By contrast, when the economy is growing, prospective applicants may be faced with the prospect of giving up business opportunities if they want to go to business school. It can be a very difficult choice to make.
One way around this dilemma is to enroll in a part-time or executive MBA program. Part-time programs allow professionals to earn a degree by taking evening and weekend classes while working full-time. Executive MBA programs allow students with the right amount of work experience to earn a degree in as little as one year, through an intensive program.
Accelerated MBA programs are another option that can cut the amount of time needed to earn a graduate business degree. 4 of the top U.S. business schools now offer an accelerated MBA program that allows students to earn an MBA in just 12 to 16 months. These programs differ from EMBA programs in that they are open to applicants with less work experience. They can be an attractive choice for people who do not need an internship to achieve their career goals and who need to minimize the amount of time they spend away from the workplace.

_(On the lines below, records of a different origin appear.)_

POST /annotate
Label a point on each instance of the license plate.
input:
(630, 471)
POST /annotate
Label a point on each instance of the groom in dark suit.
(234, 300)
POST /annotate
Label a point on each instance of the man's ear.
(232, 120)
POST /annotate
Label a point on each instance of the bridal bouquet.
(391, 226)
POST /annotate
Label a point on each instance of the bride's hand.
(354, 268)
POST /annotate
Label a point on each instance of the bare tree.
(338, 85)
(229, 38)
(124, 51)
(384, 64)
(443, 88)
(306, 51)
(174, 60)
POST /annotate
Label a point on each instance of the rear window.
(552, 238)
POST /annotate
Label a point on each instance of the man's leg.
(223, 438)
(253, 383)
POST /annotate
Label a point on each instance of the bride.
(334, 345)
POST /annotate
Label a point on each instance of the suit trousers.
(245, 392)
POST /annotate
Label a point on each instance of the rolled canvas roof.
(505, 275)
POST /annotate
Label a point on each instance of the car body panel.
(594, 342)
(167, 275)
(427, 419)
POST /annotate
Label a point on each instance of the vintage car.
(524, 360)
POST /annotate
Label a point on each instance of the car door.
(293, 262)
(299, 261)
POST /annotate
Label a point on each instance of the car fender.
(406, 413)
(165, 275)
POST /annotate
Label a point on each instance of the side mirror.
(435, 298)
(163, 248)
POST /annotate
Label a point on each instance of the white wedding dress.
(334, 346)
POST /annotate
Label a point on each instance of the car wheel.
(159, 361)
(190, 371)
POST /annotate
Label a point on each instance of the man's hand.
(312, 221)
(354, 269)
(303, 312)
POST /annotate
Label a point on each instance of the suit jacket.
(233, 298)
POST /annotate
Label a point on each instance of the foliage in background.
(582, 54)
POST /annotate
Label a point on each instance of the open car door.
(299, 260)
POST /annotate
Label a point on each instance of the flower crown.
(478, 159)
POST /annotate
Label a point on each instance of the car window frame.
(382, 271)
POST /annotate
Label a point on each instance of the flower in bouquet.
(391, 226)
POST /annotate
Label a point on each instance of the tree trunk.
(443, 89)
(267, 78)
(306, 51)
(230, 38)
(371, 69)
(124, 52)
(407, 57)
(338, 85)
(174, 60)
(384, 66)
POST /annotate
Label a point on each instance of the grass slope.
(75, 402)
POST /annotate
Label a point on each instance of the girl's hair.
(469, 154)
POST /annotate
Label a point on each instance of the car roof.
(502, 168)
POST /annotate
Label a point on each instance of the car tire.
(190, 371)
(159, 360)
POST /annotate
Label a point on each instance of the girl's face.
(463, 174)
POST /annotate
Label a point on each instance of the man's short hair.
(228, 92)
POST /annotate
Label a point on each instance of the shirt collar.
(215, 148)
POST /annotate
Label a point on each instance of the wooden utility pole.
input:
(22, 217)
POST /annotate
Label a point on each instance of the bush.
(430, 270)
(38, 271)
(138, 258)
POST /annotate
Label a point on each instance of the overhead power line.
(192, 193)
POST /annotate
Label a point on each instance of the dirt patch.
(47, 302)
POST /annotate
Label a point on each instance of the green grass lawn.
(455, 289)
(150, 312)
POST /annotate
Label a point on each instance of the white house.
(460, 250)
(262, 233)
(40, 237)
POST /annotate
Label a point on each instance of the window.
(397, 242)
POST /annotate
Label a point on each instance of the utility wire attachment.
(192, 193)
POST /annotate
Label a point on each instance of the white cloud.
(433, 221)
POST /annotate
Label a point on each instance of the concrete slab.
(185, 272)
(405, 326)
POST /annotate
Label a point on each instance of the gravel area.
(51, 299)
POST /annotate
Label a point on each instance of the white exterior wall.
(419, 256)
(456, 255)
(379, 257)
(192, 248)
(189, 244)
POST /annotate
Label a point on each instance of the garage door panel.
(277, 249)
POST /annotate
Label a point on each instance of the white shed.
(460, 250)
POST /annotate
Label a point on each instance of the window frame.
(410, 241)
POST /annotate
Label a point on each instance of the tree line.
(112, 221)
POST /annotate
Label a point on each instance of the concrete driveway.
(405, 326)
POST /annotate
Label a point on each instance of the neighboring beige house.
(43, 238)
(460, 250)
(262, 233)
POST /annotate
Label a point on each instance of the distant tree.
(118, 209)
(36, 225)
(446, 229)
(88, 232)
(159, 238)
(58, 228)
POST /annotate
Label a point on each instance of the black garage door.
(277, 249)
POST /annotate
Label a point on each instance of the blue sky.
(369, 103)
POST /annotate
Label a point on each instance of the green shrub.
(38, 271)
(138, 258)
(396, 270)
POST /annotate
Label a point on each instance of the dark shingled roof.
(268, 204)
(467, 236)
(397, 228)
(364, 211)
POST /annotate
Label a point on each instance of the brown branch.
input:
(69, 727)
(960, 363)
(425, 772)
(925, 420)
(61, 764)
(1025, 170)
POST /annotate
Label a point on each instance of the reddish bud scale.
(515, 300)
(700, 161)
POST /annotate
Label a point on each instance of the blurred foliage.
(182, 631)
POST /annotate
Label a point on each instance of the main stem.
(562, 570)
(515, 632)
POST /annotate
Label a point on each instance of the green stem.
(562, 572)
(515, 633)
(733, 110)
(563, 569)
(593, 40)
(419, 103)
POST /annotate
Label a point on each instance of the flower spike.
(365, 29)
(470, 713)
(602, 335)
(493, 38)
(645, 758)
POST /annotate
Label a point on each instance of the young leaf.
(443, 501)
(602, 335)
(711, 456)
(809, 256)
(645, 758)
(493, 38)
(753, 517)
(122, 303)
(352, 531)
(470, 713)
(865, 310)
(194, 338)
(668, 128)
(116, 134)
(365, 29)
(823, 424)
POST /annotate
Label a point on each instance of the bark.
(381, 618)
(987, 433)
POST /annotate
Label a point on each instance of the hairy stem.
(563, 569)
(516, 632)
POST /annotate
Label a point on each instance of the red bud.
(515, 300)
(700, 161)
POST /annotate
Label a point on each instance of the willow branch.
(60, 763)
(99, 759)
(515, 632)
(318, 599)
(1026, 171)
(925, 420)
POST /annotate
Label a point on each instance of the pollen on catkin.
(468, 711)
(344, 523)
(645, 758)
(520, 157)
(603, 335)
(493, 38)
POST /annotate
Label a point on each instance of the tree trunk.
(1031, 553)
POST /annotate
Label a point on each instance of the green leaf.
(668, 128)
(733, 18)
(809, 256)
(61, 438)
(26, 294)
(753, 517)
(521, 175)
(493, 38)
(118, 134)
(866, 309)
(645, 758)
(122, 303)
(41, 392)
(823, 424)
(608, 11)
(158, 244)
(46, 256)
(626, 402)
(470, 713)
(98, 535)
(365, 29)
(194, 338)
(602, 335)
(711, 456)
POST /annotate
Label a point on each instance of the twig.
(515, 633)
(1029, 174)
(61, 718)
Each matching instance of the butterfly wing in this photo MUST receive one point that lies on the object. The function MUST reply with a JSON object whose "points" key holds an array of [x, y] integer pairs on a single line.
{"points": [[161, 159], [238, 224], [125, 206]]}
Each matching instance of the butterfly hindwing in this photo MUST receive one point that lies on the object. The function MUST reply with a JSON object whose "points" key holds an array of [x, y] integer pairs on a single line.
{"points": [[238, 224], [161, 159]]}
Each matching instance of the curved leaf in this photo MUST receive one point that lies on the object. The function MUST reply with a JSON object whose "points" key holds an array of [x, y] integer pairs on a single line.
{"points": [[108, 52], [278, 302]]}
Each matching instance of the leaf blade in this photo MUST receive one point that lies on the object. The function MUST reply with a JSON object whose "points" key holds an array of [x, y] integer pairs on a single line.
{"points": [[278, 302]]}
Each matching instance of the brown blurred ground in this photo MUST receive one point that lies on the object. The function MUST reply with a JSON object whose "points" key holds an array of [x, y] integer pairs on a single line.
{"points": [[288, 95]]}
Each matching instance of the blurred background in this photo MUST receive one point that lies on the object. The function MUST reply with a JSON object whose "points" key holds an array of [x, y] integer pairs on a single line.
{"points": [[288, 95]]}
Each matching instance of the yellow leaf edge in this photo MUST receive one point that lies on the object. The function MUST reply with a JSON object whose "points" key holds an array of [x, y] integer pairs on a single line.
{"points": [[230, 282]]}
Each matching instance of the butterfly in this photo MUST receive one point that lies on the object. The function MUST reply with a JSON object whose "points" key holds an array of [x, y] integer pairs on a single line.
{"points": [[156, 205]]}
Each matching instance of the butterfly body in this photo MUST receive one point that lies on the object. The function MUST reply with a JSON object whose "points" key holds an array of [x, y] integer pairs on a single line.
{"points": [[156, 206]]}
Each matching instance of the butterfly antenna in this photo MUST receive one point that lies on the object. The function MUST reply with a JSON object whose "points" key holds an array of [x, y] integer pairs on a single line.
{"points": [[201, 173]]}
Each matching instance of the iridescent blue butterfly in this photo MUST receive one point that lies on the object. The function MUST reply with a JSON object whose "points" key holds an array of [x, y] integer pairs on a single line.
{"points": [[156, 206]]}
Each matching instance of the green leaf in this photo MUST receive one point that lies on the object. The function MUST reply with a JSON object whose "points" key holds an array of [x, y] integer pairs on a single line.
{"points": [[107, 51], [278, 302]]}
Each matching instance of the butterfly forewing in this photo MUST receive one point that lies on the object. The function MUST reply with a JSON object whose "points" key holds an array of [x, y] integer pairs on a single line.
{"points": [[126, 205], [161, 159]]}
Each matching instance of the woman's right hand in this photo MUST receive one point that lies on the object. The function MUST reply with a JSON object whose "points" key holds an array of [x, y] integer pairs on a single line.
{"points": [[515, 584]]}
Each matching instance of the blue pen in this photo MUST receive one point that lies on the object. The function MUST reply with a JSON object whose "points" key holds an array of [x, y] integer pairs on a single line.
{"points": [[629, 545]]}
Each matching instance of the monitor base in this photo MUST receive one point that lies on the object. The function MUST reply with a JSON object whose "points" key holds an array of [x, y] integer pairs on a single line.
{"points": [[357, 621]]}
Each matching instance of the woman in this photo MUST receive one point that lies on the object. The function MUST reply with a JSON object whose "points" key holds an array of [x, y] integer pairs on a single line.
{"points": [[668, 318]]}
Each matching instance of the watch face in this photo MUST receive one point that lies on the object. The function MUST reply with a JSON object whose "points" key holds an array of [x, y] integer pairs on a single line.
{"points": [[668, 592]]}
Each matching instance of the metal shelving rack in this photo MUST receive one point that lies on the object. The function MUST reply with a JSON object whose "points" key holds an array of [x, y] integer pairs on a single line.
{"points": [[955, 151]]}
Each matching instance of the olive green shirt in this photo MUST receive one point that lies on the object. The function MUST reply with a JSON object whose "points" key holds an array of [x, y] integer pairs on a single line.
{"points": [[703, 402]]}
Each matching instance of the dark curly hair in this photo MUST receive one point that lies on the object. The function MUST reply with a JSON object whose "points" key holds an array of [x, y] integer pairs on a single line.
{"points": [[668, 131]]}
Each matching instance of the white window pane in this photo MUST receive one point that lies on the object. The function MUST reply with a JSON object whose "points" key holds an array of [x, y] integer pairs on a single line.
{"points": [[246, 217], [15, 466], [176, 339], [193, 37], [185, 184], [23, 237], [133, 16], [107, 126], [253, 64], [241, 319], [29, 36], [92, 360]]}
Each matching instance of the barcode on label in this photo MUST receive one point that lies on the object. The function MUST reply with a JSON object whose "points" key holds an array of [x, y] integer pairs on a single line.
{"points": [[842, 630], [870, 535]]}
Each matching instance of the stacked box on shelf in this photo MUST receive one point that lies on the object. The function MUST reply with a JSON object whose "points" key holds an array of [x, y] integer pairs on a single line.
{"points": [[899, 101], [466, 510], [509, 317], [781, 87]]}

The traditional two-year MBA program continues to offer unique advantages, though. It allows students to focus all their energy and intellect on their studies, and promotes network-building in a way that part-time and executive programs do not. Full-time programs also provide room for internships, which are increasingly important in the job market. (A recent GMAC Corporate Recruiter Survey found that about a third of new MBA hires went to work for companies where they had interned). The two intensive “boot camp” years of a traditional MBA program will leave you well versed in such areas as finance, management, marketing, and strategy. You will also come away with a whole new way to analyze business issues and exposure to powerful techniques to help sell yourself to your full potential.
Moreover, an MBA can give you additional career flexibility and help you switch occupations. In fact, an MBA from a top business school can increase your earnings potential by over 150%. It would be pretty tough to do that by staying with your current employer for an additional 2 years – even in a booming economy!
MBA Career Choices
In the short term, an education from a top business school can help you gain valuable work experience with an employer such as a consulting firm, investment bank, venture capital group, tech company or exciting new start up. You will also have opportunities to work for a more “stable” Fortune 500 company in the business planning, investor relations, or corporate development departments.
In the long term, these valuable experiences can certainly help you position yourself for a senior-level management position. Even in the best of business times, an MBA is an excellent investment.